The Nasdaq Composite, which is dominated by tech companies that are considered particularly sensitive to interest rates, tumbled 1.8 per cent.

Treasury markets, which had been muted before the decision, swung as investors increased their bets on the scale of future rate rises. The yield on the policy-sensitive two-year note rose, hovering just under the 15-year high of 4.1 per cent hit immediately after the Fed statement. Yields rise when prices fall.

Futures markets showed investors expected the fed funds rate to peak at about 4.6 per cent next May and be 4.2 per cent at the end of 2023, compared with forecasts of 4.5 per cent and 4.1 per cent, respectively, immediately before the decision.

The shift in overnight funding markets nonetheless showed the market continued to discount policymakers’ projections, given officials at the Fed on Wednesday said they believed rates would end next year at 4.6 per cent.

James McCann, deputy chief economist at Abrdn, the fund manager, said Powell was “signalling that the Fed is in ‘whatever it takes’ mode to get the job done,” referencing the famous speech made by European Central Bank chief Mario Draghi at the height of the eurozone sovereign debt crisis.

“A key part of the message here is that policy is not necessarily going to pivot as soon as the economy starts to slow. They’re prepared to leave policy at restrictive levels even as the labour market weakens … that’s an important message for markets, which continue to look for this potential turning point.”

Powell emphasised in his press conference following the interest rate announcement that “the historical record cautions strongly against prematurely loosening policy”.

The US dollar index, which measures the currency against a basket of peers, hit a 20-year high following the Fed statement, ending the day up 0.9 per cent.

Stephen Gallo, European head of foreign exchange strategy at BMO Capital Markets, said the dollar’s strength “is incrementally becoming more problematic for the world economy” as it puts pressure on emerging market issuers of foreign currency debt and commodity exporters.

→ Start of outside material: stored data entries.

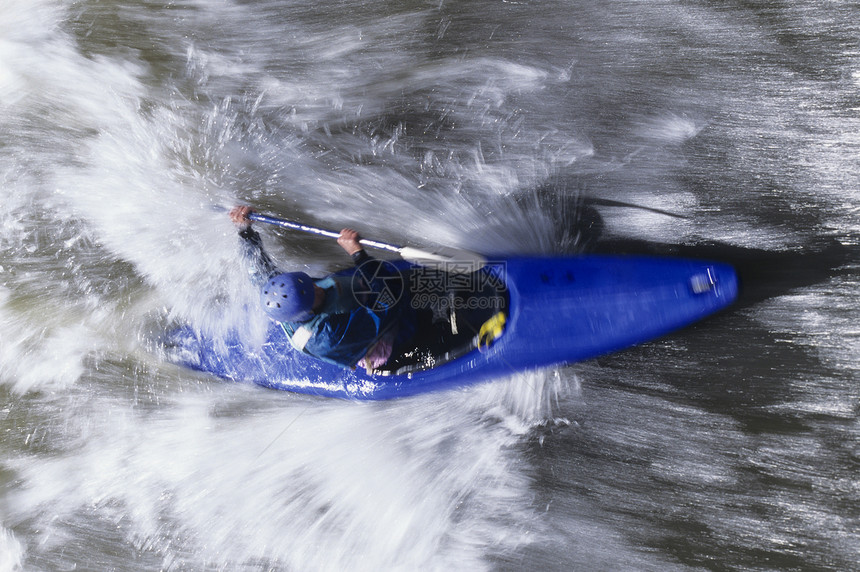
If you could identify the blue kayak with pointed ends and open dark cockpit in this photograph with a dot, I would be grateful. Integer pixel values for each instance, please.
(517, 314)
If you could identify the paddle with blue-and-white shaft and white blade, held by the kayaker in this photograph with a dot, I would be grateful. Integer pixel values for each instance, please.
(454, 259)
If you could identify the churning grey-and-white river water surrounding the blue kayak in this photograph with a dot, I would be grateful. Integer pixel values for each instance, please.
(718, 129)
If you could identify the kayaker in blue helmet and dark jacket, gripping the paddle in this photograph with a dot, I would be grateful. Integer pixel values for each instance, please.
(329, 318)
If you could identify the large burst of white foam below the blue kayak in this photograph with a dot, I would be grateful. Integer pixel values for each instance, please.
(244, 478)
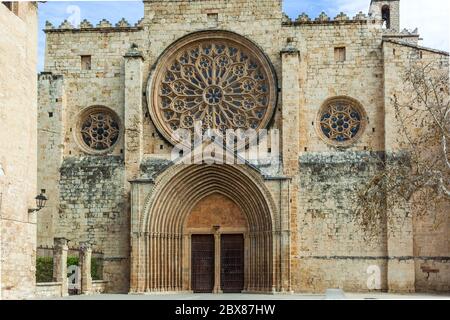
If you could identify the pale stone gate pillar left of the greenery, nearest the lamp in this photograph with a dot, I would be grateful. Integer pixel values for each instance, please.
(60, 264)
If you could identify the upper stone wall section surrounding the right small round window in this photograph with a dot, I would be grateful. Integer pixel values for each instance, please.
(322, 77)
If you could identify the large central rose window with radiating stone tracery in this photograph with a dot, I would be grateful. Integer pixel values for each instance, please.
(218, 78)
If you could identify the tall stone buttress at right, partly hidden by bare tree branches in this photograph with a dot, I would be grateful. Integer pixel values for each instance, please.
(399, 223)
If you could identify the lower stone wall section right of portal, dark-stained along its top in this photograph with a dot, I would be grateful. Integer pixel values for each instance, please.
(332, 250)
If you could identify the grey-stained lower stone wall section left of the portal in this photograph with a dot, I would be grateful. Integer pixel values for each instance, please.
(91, 210)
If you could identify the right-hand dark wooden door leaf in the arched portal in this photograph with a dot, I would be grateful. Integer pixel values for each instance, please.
(232, 263)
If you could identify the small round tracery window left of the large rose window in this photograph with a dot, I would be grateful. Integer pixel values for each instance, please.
(98, 129)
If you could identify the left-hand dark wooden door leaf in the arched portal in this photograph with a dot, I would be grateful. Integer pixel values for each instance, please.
(202, 263)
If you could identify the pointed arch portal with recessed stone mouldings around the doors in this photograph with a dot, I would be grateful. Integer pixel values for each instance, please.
(162, 229)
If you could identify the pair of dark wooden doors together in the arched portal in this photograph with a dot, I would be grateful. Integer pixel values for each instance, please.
(204, 260)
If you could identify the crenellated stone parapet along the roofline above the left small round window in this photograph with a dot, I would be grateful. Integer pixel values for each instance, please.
(102, 26)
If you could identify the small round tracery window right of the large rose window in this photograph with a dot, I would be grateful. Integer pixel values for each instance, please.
(341, 121)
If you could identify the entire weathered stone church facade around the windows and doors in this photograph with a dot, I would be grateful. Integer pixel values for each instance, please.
(140, 209)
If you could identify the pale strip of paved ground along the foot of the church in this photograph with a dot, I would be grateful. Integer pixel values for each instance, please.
(332, 296)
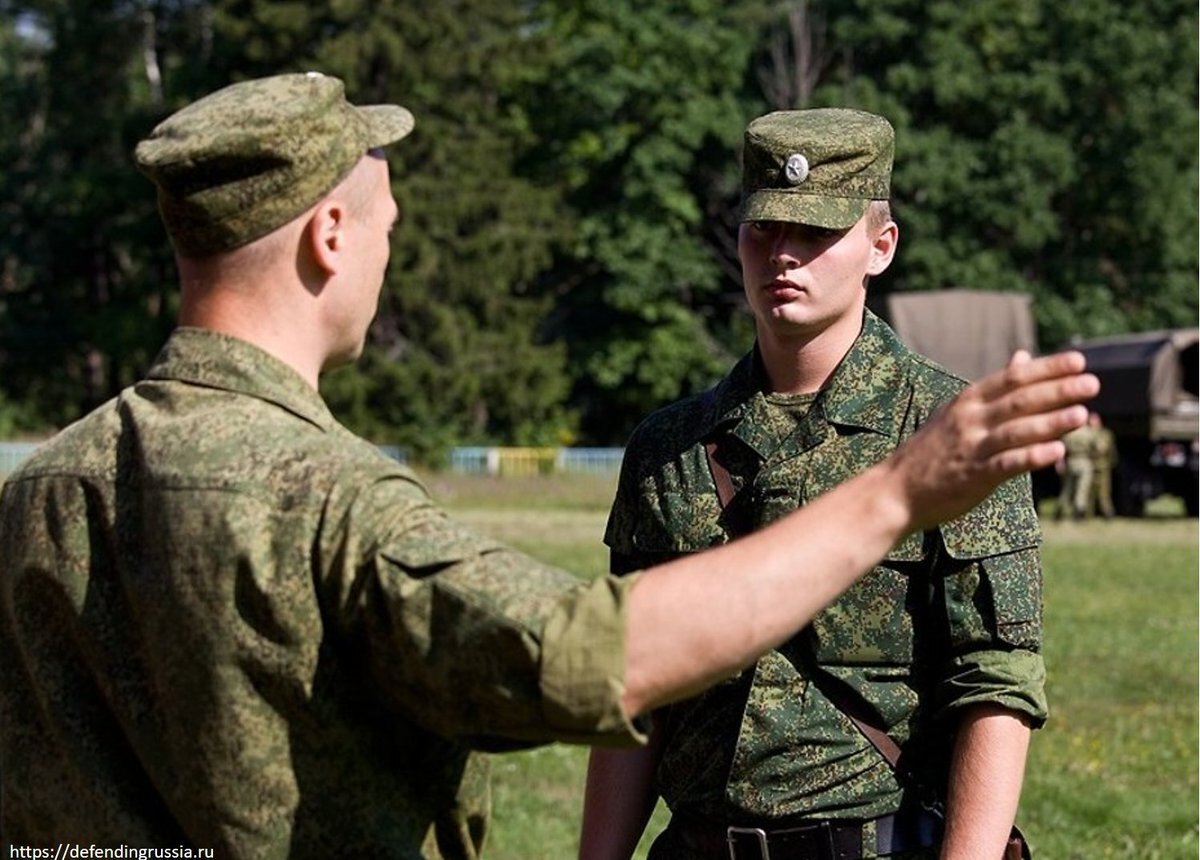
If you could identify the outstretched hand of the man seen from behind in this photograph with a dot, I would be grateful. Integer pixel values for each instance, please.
(1004, 425)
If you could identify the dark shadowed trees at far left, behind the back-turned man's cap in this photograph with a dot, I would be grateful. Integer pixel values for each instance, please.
(85, 308)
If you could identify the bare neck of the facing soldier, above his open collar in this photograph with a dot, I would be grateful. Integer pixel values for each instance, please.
(801, 364)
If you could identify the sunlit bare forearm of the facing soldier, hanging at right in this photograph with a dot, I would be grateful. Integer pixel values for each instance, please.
(986, 779)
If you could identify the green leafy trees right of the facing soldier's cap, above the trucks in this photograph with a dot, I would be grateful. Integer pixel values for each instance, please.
(1045, 148)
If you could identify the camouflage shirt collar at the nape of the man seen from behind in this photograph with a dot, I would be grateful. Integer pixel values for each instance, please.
(215, 360)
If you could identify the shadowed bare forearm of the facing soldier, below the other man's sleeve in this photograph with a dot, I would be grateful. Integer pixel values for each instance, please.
(619, 801)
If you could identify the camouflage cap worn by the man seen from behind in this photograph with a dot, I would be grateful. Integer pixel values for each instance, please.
(249, 159)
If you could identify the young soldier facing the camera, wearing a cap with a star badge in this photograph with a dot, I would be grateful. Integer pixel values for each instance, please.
(940, 642)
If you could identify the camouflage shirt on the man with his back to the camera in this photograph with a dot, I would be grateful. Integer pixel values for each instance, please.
(230, 623)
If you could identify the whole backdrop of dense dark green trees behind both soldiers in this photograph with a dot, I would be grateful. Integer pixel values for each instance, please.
(567, 257)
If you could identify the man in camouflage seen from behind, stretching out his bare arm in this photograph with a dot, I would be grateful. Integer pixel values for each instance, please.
(229, 623)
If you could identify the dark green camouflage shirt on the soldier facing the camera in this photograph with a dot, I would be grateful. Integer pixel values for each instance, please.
(951, 618)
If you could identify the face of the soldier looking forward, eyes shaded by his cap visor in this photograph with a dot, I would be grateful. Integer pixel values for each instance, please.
(803, 280)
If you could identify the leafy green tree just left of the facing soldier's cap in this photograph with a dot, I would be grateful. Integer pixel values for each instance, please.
(640, 118)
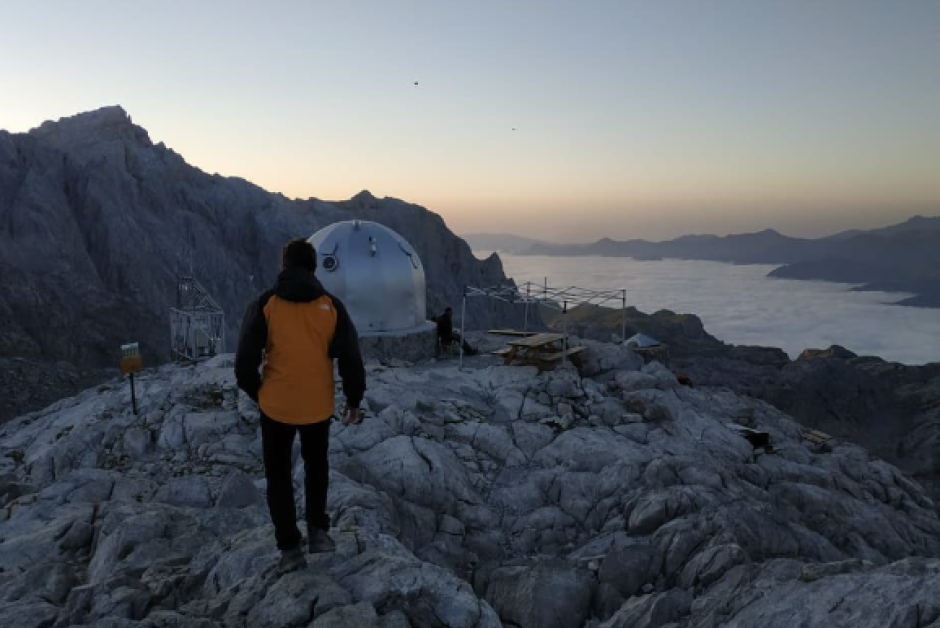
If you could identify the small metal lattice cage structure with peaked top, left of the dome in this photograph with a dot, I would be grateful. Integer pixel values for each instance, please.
(197, 323)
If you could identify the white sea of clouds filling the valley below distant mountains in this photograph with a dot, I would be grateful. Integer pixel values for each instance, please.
(741, 305)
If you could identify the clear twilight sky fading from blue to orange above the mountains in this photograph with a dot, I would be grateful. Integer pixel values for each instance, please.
(633, 119)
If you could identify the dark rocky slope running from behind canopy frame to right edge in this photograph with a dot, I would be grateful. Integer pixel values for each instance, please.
(891, 409)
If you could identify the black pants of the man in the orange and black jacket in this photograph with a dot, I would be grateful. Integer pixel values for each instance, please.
(277, 441)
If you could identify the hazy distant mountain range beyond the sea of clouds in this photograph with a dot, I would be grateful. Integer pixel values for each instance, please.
(900, 258)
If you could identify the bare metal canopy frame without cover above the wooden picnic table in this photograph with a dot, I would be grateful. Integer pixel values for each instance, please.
(543, 295)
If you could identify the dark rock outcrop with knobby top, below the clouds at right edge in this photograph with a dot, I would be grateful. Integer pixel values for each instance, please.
(891, 409)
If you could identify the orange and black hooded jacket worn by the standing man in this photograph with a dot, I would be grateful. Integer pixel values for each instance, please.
(298, 329)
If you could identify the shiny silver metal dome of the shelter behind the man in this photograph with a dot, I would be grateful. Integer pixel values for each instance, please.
(375, 272)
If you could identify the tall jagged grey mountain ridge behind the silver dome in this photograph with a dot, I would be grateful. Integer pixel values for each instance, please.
(97, 222)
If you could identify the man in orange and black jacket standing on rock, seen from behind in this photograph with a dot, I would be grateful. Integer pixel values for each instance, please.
(299, 329)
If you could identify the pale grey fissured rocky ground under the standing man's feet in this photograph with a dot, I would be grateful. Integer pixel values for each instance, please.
(469, 497)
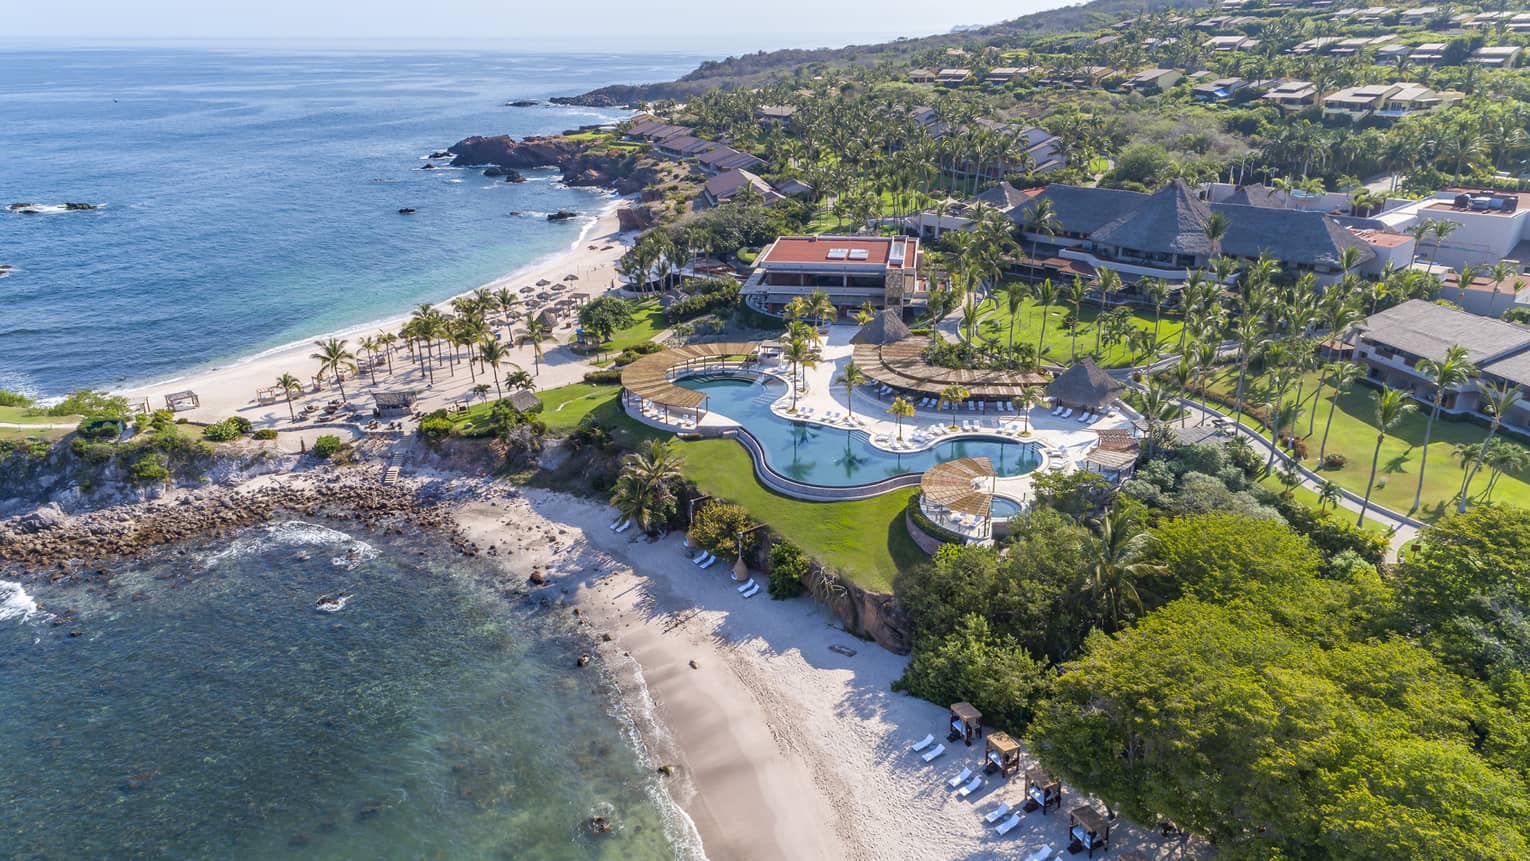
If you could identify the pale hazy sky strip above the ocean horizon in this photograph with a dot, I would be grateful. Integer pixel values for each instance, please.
(698, 27)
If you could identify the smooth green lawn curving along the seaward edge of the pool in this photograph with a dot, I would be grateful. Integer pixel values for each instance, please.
(865, 541)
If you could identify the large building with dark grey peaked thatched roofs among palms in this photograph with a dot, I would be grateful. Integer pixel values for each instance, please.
(1164, 235)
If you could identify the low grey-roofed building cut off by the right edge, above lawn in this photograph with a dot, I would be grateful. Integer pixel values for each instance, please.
(1392, 345)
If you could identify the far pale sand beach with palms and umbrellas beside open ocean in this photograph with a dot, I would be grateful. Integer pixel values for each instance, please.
(232, 389)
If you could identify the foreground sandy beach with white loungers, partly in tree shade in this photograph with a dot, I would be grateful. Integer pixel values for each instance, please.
(784, 749)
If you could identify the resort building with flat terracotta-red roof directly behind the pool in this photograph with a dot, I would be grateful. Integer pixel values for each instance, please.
(850, 270)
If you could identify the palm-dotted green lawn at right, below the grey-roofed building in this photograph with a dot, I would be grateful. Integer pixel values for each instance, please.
(1353, 435)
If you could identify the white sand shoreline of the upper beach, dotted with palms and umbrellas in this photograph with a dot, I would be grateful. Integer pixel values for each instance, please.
(230, 389)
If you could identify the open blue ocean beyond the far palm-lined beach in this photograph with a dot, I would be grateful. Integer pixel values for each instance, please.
(252, 198)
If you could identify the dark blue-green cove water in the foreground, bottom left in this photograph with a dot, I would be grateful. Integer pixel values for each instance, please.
(207, 710)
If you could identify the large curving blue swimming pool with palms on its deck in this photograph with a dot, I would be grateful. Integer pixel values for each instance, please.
(839, 458)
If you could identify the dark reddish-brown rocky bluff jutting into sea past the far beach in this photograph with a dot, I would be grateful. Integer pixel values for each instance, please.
(625, 174)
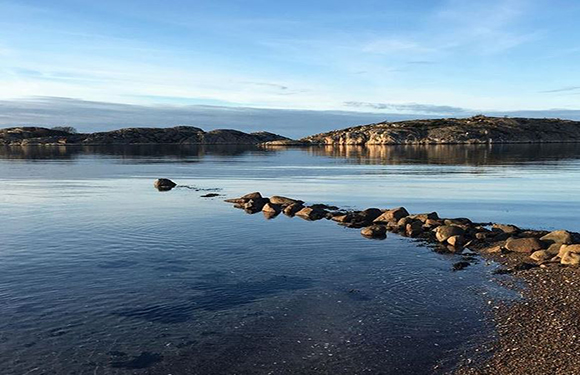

Its ascent on Wednesday also followed an address by Russian president Vladimir Putin, in which he said the country’s armed forces would call up reservists immediately to support the invasion of Ukraine. The US dollar is widely perceived as a haven currency during times of geopolitical tension and economic stress.

Victoria Scholar, head of investment at the fund supermarket Interactive Investor, said a combination of haven demand and the Fed’s rate rise were driving demand for the dollar against most major currencies.

“The dollar is rallying more aggressively against the euro than the pound given that the Bank of England on Thursday is expected to follow the Fed with a similarly hawkish rate increase. The interest rate differential allure of the dollar post the Fed is only likely to last one day against the pound if we see a similar [0.75 percentage point] hike from the Bank of England.”

Earlier in the day, Hong Kong’s Hang Seng index slid 1.8 per cent and China’s mainland CSI 300 fell 0.7 per cent. Japan’s Topix lost 1.4 per cent.